I’m happy to report that I didn’t allow the pandemic to turn me into a total slug. I embraced the raceless year as an opportunity to focus on strength training and cardio programs in my basement. Instead of pounding the pavement I pumped some weights and did some high intensity interval training, cycling through Beachbody programs like LIIFT4, Six Weeks of the Work, and Muscle Burns Fat. But the sudden shift in activities and goals invited introspection. Had I been running for the wrong reasons? Was I driven solely by the carrot dangling from the end of the stick, chasing only the race day and not enjoying the journey leading to the destination? Did I ever genuinely enjoy it? Was I ever going to do it regularly again?

I answered my questions one day in the fall when I went running for the first time in a couple of months. I set out without earbuds or expectations; I wanted to enjoy the sunny day, the vibrant New England autumn foliage, and breathe in the season’s crisp air. The first mile was slow and unsensational, and my legs protested at having to relearn some long-forgotten task. Things started to feel better during the second mile, and as I neared the third I remembered what I’d been missing. I had missed the rhythm of striding down the road, missed looking behind to admire how much ground I had covered, missed being alone with my thoughts and puzzling over things while my mind reached a different cognitive state due to my increased blood flow, missed the challenge of climbing hills and the satisfaction of conquering them as I reached the crest and eased down the backside. Quite simply, I had forgotten how important running can be for my mental health and general well-being.

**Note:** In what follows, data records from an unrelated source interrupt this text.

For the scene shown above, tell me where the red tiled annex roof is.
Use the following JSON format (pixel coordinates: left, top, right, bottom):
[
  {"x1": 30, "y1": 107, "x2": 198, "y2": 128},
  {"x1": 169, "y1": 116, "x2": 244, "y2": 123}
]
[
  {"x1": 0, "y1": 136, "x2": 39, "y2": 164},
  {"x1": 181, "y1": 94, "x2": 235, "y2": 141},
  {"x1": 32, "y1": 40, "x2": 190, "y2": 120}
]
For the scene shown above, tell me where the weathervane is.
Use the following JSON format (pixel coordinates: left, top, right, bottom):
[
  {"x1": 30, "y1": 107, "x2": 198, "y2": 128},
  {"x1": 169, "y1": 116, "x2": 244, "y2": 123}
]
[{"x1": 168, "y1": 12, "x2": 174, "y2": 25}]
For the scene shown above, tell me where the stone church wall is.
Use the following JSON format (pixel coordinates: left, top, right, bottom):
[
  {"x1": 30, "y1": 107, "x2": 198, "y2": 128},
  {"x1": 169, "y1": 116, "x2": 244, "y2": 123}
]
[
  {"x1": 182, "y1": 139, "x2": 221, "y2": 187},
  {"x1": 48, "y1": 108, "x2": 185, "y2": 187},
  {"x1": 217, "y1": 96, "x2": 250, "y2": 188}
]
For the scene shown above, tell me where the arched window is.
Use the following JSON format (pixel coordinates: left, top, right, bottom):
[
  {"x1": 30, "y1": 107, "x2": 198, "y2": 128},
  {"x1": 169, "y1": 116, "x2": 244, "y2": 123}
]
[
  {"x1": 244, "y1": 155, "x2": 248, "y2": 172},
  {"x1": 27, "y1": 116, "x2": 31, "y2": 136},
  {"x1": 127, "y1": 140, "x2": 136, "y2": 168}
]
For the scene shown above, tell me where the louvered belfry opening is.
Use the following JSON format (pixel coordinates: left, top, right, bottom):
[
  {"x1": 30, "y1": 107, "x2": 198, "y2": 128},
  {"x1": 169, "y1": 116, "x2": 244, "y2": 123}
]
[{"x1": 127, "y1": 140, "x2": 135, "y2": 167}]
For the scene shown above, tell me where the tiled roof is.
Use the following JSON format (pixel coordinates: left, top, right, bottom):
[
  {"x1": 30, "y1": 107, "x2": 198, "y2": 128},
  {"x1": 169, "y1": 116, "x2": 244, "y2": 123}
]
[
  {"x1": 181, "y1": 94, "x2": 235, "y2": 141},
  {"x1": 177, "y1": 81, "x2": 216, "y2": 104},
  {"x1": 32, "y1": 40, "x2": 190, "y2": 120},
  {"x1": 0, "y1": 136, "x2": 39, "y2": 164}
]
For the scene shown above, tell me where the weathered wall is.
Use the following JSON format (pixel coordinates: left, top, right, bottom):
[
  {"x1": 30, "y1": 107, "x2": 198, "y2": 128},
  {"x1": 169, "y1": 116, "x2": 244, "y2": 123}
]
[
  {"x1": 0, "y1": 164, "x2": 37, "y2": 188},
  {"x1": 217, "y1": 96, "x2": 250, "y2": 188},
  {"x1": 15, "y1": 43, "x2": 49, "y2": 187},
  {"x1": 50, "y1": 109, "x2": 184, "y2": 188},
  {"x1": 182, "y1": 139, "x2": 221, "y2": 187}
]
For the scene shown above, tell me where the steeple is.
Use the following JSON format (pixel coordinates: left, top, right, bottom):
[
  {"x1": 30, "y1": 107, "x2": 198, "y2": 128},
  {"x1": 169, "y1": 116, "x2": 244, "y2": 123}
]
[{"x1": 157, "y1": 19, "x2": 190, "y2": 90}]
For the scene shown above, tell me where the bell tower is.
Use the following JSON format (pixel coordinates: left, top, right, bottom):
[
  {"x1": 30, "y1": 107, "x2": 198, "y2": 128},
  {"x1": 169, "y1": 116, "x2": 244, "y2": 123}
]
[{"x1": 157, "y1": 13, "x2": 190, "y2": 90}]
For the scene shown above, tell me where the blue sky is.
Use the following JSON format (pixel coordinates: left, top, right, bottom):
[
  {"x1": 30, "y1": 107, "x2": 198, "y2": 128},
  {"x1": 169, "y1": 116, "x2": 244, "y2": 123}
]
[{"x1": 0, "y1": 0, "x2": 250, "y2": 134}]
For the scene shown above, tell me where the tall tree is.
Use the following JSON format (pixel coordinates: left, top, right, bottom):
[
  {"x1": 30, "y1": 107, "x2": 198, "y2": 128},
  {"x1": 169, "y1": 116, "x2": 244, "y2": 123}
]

2020 was a year of loss. People lost lives, loved ones, income, savings – the list is long. But whether or not you were directly affected by the actual coronavirus, you lost your sense of normalcy. I needed to get some distance from the whole situation to realize the pandemic impacted my lifestyle significantly.

We’ve turned the calendar to 2021 and things are remarkably different. The vaccine is here, and there’s reason to be optimistic even if things will still feel abnormal for a while longer. In 2019 I wrote about how I sought redemption for my lackluster finish in my first marathon the year before. I didn’t have a theme for 2020 – I think everyone was just looking to get by as best they could. In 2021 I’m going to reclaim my sense of normalcy and hit the road more often. I’ve made good on the vow to myself so far, as I’ve already logged more miles during the first quarter of this year than I did in the latter half of last year. There might even be a marathon to gear up for this fall (fingers crossed). I’ll see you out on the road, or wherever it is you try to reclaim your own sense of normalcy.